The steel industry uses graphite electrodes in the recycling process. “It’s a consumable,” says D’Wayne. “A typical furnace will use one stick every eight hours on each phase, and they usually run around the clock.”

Sales were initially strong, says D’Wayne. “January, February, March [2020], we shipped out eight truckloads,” he notes. “After that, COVID hit, so it’s much slower since then. We retooled the equipment, so we could do more aerospace work.”

The Cooks already have a succession plan in place, with their daughter and son-in-law, Haleigh and Joep Van Tilborg, now working for MBK Machine with tentative plans to take over day-to-day operations when D’Wayne and Stacee retire.

D’Wayne credits the entire MBK Machine team for the company’s success. “We’re fortunate that in the beginning we had one very talented machinist, and we’ve hired three others since then that lead the rest of them,” he says.

Challenges: In 2020, the big challenge was “uncertainty,” says D’Wayne. A year later, it’s finding skilled machinists and CNC programmers. “There is a gap there,” says D’Wayne. “There’s those who are starting to retire, then there’s a big gap between those young machinists coming out. They don’t have the machining skills, even though they can program well.”

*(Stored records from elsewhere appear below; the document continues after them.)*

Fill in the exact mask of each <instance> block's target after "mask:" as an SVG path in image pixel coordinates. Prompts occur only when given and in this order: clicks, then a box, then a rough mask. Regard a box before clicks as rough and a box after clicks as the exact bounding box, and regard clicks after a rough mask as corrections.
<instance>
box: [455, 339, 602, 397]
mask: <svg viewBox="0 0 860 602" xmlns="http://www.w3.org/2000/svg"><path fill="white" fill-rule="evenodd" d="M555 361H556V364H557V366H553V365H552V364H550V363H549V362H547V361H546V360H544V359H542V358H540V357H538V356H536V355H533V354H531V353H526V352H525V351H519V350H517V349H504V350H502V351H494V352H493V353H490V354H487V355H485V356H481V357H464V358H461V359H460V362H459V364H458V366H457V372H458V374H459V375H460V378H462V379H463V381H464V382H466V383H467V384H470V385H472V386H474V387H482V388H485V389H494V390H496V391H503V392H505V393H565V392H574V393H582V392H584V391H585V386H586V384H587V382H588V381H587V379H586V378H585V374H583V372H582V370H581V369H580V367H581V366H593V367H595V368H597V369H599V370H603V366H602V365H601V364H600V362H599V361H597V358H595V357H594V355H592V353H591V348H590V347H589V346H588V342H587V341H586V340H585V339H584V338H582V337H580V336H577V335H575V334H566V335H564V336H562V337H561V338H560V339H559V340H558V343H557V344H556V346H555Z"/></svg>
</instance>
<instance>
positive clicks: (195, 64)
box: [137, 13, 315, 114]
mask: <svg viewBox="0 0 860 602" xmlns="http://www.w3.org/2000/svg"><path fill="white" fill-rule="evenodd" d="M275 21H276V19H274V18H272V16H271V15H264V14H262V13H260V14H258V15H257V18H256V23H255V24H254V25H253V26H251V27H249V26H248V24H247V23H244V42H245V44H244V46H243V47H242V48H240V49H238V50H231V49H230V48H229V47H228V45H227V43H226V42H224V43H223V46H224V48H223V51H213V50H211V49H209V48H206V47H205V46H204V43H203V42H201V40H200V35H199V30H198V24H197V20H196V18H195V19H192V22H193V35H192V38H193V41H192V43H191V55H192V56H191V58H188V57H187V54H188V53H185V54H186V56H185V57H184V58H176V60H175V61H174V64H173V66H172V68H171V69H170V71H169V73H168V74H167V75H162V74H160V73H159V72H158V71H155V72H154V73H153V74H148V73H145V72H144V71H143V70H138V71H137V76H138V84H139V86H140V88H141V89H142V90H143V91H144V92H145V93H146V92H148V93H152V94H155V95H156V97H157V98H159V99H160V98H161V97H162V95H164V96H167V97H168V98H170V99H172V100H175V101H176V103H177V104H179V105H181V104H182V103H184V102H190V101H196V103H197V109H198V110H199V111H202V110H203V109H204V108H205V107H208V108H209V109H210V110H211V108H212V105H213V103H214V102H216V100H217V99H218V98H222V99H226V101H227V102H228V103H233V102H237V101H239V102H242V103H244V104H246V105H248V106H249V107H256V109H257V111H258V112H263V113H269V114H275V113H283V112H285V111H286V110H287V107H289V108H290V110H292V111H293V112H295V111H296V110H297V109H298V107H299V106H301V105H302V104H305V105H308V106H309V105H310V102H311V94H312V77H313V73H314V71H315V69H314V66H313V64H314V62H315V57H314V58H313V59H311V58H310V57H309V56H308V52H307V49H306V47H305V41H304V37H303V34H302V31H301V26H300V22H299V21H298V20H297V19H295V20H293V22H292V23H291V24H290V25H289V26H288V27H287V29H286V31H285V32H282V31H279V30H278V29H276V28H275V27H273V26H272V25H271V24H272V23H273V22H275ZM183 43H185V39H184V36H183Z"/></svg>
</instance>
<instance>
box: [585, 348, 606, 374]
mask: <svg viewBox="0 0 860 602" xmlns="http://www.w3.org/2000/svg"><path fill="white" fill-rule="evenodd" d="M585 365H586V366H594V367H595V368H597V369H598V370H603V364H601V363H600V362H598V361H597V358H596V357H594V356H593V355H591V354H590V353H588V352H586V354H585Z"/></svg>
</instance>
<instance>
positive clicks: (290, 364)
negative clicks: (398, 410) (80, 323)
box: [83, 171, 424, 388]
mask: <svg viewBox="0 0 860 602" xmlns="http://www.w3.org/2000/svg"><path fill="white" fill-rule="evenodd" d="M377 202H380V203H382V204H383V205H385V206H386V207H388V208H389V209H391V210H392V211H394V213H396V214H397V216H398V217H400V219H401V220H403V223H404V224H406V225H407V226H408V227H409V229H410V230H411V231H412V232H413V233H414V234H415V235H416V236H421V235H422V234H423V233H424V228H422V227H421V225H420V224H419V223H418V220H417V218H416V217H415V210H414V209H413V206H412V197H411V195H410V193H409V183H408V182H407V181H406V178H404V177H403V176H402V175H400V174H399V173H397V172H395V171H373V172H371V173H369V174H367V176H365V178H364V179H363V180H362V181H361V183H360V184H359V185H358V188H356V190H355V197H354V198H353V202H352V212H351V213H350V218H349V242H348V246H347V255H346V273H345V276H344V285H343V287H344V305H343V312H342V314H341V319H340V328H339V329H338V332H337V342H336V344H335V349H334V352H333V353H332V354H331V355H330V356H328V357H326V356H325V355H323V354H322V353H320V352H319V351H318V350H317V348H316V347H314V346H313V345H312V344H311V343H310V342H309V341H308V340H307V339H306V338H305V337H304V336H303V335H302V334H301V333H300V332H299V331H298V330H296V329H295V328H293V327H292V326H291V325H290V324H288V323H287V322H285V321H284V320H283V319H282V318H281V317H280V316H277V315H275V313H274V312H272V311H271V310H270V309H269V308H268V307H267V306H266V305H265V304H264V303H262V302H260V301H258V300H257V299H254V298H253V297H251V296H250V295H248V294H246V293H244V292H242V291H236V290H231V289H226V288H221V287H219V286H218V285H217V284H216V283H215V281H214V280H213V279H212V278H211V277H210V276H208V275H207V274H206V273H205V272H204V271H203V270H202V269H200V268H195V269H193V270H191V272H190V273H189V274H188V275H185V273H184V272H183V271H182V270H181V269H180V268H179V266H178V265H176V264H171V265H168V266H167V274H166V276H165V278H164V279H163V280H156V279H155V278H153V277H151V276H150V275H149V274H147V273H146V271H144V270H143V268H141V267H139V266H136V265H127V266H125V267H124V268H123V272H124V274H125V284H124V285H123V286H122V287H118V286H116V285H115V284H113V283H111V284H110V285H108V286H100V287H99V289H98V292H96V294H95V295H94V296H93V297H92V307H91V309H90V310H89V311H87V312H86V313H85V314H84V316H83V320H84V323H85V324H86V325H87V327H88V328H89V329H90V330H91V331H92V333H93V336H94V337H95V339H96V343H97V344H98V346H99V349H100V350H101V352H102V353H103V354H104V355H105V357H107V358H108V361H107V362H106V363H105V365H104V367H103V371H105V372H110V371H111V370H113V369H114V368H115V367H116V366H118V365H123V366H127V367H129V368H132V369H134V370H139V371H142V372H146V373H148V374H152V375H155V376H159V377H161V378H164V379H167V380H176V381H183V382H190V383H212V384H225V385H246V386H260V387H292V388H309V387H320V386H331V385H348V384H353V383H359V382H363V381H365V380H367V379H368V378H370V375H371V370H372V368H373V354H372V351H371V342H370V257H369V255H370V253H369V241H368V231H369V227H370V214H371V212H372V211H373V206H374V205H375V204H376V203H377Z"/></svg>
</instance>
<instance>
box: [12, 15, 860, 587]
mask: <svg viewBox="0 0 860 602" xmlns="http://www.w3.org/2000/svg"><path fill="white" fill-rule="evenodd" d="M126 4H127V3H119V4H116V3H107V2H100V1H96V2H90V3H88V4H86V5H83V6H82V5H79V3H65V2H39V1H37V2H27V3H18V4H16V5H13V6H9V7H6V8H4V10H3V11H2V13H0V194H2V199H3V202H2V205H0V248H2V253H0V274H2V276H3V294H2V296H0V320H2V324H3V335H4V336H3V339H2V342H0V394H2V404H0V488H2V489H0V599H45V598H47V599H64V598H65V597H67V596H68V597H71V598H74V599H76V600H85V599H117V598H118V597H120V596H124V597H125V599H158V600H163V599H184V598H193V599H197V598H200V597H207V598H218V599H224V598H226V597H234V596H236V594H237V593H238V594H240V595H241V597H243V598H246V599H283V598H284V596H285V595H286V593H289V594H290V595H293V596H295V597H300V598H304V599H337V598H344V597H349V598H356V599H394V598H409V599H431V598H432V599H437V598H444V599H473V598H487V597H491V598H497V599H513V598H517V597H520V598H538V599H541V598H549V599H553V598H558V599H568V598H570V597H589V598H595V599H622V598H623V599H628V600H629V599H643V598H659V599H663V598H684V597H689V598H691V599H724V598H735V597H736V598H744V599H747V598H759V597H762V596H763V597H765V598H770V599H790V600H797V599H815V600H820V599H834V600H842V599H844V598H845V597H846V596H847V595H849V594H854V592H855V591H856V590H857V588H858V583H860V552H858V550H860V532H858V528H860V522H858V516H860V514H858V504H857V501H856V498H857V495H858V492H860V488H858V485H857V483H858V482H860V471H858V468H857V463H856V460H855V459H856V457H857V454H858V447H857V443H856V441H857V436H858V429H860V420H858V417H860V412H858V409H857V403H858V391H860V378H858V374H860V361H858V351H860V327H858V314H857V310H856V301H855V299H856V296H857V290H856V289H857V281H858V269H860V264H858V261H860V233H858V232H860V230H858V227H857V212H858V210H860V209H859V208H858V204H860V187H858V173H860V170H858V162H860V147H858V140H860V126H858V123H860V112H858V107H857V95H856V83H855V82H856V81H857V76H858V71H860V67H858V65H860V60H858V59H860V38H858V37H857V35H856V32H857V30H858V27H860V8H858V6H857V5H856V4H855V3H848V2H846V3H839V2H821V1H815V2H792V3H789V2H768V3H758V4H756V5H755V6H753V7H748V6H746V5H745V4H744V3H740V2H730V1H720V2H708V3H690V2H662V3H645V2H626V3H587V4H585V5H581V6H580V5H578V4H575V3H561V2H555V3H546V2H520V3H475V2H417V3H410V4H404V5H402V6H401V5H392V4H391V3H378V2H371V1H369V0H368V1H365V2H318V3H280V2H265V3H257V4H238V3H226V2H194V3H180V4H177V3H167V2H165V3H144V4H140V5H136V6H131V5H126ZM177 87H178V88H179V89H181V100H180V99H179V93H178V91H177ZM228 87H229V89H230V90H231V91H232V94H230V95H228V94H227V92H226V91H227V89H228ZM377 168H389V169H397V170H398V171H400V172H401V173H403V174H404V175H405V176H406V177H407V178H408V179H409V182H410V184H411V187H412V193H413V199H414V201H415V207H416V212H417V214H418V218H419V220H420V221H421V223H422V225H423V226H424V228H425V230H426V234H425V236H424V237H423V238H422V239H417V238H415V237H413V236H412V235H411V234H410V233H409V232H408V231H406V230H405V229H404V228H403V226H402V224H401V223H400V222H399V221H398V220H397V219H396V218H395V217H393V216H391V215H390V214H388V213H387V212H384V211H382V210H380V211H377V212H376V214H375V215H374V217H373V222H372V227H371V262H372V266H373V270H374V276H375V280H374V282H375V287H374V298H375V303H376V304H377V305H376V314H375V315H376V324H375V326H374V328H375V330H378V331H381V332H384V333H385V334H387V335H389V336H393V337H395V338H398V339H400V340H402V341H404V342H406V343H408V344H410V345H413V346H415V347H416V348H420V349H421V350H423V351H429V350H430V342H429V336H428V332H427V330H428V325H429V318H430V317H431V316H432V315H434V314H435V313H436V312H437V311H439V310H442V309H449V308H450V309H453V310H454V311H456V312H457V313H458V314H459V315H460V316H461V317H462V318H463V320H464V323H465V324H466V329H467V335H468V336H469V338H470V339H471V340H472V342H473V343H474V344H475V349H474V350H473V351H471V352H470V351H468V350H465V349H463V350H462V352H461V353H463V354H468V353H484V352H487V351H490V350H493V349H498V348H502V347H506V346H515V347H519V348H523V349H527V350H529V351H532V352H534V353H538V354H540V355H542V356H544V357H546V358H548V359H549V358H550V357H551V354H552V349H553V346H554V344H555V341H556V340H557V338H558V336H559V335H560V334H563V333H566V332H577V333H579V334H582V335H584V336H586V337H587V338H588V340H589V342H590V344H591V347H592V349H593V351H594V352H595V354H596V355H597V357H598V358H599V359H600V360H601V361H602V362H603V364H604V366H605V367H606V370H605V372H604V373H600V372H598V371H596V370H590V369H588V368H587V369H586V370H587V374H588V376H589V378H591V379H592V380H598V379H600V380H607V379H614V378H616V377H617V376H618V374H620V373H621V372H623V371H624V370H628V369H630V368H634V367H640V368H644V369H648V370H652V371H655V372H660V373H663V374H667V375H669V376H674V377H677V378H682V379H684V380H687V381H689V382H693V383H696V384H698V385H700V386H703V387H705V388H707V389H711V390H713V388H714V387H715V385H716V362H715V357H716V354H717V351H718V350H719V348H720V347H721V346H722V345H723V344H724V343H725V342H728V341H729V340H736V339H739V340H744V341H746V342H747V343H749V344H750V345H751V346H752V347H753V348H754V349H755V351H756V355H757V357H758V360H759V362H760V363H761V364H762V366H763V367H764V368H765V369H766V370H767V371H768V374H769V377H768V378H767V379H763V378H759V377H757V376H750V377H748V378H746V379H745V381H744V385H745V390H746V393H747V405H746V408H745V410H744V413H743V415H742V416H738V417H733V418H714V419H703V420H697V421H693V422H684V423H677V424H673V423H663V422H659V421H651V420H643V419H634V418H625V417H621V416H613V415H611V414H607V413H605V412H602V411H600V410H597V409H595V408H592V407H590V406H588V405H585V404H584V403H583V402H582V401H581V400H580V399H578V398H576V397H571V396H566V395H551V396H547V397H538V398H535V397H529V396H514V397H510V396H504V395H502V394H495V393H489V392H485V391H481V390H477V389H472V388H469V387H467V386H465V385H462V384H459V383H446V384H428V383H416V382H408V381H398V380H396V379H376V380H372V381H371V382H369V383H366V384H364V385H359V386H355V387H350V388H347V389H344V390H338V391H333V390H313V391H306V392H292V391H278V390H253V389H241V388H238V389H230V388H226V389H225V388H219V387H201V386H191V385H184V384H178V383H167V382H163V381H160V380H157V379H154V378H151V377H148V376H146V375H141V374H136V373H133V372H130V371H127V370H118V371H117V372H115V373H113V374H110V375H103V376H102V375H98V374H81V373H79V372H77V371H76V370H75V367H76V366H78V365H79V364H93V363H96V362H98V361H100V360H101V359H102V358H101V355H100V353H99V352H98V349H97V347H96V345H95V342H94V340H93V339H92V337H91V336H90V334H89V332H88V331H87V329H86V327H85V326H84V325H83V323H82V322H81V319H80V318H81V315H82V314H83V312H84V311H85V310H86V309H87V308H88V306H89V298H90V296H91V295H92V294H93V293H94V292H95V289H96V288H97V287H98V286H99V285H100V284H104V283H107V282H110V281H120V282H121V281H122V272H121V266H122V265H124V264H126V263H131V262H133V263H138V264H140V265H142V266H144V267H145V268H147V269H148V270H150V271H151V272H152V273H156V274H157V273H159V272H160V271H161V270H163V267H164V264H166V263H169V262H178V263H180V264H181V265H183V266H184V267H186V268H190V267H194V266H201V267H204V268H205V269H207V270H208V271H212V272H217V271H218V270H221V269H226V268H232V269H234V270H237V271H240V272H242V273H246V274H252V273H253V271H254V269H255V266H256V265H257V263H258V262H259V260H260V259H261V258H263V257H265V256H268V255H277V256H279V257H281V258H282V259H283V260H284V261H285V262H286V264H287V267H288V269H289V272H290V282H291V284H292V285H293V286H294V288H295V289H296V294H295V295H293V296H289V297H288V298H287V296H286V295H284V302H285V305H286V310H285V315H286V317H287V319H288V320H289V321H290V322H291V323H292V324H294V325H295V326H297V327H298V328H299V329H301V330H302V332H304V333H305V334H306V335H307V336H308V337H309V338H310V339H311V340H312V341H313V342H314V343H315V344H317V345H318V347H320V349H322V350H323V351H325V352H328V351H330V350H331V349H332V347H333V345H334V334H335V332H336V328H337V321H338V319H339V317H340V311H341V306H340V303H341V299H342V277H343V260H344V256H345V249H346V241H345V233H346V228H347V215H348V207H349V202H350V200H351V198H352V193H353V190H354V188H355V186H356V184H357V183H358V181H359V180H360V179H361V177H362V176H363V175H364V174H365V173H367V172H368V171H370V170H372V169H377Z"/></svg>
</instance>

QC professionals with aerospace experience are also hard to find, says Stacee. “We’re always hiring.”

Opportunities: More work on projects from NASA and aerospace companies. “I actually talked with NASA recently, and they provided more aerospace companies to work with, but we’re out of capacity and we’re out of talent,” says Stacee, noting that MBK also delivered suspension-related parts for Ed Carpenter Racing’s IndyCar team.

D’Wayne also identifies metal additive manufacturing for aerospace customers as a future sales driver. “Currently we do machine parts that are being 3D-printed by other companies, but most of our customers would like to see us take that from cradle to grave,” he says. “The fixturing can get very complex if they don’t know how we’re going to machine it.”

Needs: The company needs more space, more equipment, and more employees, says D’Wayne. “To secure the opportunities we have for growth, it really comes down to personnel,” he notes. “At some point, we will bottleneck on people more than equipment.”

By late 2021, MBK Machine will consolidate operations with Innograf in a 20,000-square-foot building in Mead; operations currently straddle that facility and a 10,000-square-foot building in Frederick.